Sementara itu, di talkshow pertama bertema "Berdaya Lewat Kebaya: Perempuan, Identitas, dan Inspirasi Generasi", Kita Berkebaya mengusung tema "Perempuan, Identitas, dan Inspirasi Generasi". Penyanyi Andien dan Ketua Komunitas Kebaya Menari Yanti Moeljono sebagai narasumber membahas akar budaya kebaya yang panjang dalam sejarah Nusantara.
"Kebaya hadir sebagai simbol keanggunan, martabat, dan jati diri perempuan Indonesia dari berbagai latar sosial dan daerah. Lebih dari sekadar busana, kebaya menyimpan nilai filosofis yang merepresentasikan kelembutan, keteguhan, dan peran perempuan dalam menjaga nilai-nilai budaya," kata Andien.
Perbincangan ini juga membahas tentang perempuan muda melalui perjalanan kompleks dan sangat personal dalam proses mencari jati diri. Dalam perjalanan itu, mengenali akar budaya bisa menjadi tuntunan menenangkan dan memperkuat.
"Aku percaya setiap perempuan punya perjalanan unik dalam menemukan dirinya. Proses itu enggak pernah instan. Justru di tengah pencarian itu, penting banget punya pegangan dan kebaya bisa jadi salah satunya," kata Andien.
Bagi Andien, kebaya bukan cuma tentang tradisi, tapi tentang mengenal jatidiri, dari mana berasal, dan apa yang ingin diwariskan.
"Melalui gerakan Kita Berkebaya, kami ingin bilang bahwa mengenal budaya bukan berarti kembali ke masa lalu, tapi membawanya ke masa depan dengan versi kita sendiri.
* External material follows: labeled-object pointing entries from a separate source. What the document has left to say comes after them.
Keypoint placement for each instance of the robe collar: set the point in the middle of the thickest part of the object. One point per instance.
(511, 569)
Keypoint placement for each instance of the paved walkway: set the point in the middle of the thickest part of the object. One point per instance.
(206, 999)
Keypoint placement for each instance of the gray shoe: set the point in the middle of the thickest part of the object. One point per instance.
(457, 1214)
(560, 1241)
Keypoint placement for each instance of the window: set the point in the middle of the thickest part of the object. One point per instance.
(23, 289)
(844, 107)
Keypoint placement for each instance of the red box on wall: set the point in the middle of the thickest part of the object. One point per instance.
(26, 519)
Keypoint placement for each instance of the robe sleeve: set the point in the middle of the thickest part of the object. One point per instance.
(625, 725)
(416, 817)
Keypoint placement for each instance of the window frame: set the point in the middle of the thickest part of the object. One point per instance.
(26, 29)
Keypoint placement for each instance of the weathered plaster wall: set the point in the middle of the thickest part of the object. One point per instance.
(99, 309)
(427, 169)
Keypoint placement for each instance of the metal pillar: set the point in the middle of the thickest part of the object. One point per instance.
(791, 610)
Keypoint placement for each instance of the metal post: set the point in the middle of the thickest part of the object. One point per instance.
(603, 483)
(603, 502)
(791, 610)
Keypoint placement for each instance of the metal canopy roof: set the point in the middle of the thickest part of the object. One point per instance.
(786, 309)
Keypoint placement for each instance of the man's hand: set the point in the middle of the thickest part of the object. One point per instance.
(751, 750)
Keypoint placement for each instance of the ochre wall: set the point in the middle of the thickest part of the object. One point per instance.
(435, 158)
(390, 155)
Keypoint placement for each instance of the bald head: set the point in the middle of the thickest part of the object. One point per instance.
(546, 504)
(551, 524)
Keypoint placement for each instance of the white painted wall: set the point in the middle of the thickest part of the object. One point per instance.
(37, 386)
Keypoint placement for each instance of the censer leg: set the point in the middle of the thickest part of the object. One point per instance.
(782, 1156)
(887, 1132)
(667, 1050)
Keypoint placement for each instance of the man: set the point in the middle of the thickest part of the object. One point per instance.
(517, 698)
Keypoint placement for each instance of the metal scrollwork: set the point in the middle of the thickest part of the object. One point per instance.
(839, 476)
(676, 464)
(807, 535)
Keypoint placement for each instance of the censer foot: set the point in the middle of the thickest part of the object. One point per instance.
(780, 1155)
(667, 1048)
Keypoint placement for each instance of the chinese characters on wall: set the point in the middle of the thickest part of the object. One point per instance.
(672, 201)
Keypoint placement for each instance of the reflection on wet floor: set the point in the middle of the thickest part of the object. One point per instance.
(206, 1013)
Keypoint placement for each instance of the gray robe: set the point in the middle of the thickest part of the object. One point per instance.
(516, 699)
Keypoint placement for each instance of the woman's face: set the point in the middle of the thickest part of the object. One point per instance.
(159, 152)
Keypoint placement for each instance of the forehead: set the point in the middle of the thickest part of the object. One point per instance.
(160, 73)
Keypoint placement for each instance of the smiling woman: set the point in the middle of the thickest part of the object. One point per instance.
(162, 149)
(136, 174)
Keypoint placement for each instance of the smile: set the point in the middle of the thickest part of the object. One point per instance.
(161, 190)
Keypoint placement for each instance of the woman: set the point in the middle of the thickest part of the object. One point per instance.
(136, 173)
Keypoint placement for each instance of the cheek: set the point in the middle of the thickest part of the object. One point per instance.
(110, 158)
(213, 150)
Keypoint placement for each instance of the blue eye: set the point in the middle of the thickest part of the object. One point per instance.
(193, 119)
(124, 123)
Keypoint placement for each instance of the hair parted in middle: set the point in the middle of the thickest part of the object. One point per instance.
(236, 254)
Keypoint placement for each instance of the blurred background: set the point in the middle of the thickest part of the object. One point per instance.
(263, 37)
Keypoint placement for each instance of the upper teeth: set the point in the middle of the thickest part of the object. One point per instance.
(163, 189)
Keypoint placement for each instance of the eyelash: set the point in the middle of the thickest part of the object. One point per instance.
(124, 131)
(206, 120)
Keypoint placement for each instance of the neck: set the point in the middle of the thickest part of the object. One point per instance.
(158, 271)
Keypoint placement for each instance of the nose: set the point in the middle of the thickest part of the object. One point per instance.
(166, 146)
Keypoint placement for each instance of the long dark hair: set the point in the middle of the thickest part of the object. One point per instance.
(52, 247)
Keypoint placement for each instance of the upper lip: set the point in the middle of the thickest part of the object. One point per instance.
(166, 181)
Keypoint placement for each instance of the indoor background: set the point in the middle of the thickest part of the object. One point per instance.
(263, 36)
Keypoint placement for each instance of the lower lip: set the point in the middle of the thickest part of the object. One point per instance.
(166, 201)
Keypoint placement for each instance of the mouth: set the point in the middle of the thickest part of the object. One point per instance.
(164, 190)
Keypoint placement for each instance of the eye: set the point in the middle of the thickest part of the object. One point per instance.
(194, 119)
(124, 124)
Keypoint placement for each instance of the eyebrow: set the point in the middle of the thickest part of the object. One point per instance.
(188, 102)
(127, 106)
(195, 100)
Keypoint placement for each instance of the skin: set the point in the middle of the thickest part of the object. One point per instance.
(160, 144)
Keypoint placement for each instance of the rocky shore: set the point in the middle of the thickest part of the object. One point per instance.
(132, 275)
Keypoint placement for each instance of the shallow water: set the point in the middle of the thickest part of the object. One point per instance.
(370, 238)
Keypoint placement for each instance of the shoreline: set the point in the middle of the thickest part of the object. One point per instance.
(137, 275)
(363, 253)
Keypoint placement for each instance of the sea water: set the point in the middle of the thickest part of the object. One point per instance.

Harapanku, kebaya bisa terus hidup, bukan karena dipaksa, tapi karena dicintai,” ujar Andien.
Diskusi sesi kedua bertajuk "Berdaya Lewat Kebaya: Menjadi Sosok Otentik Perempuan Berkebaya yang menghadirkan Tara Basro, aktris dan aktivis, sebagai pembicara.
Tara Basro berbagi soal menjadi perempuan otentik yang tetap berpegang kepada nilai budaya di tengah spotlight. Kebaya bisa menjadi pernyataan kuat untuk menunjukkan siapa perempuan Indonesia luar dalam.
“Buat aku, kebaya itu punya ruang tersendiri di hati, karena dia bukan sekedar baju, tapi punya cerita. Di dunia yang serba cepat dan serba instan, justru kebaya mengajarkan kita sadar sama akar kita," kata Tara Basro.
Anak muda sekarang, ujar Tara, kreatif. Menurutnya, kebaya bisa menjadi media ekspresi personal. Kebaya bisa di-mix and match, tapi tetap membawa nilai-nilai budaya.
"Jadi kebaya itu bukan soal harus tampil tradisional, tapi soal cara kita menghidupkan lagi sesuatu yang bermakna dengan cara kita sendiri. Itu yang bikin dia tetap relevan dan powerful,” ujar Tara Basro.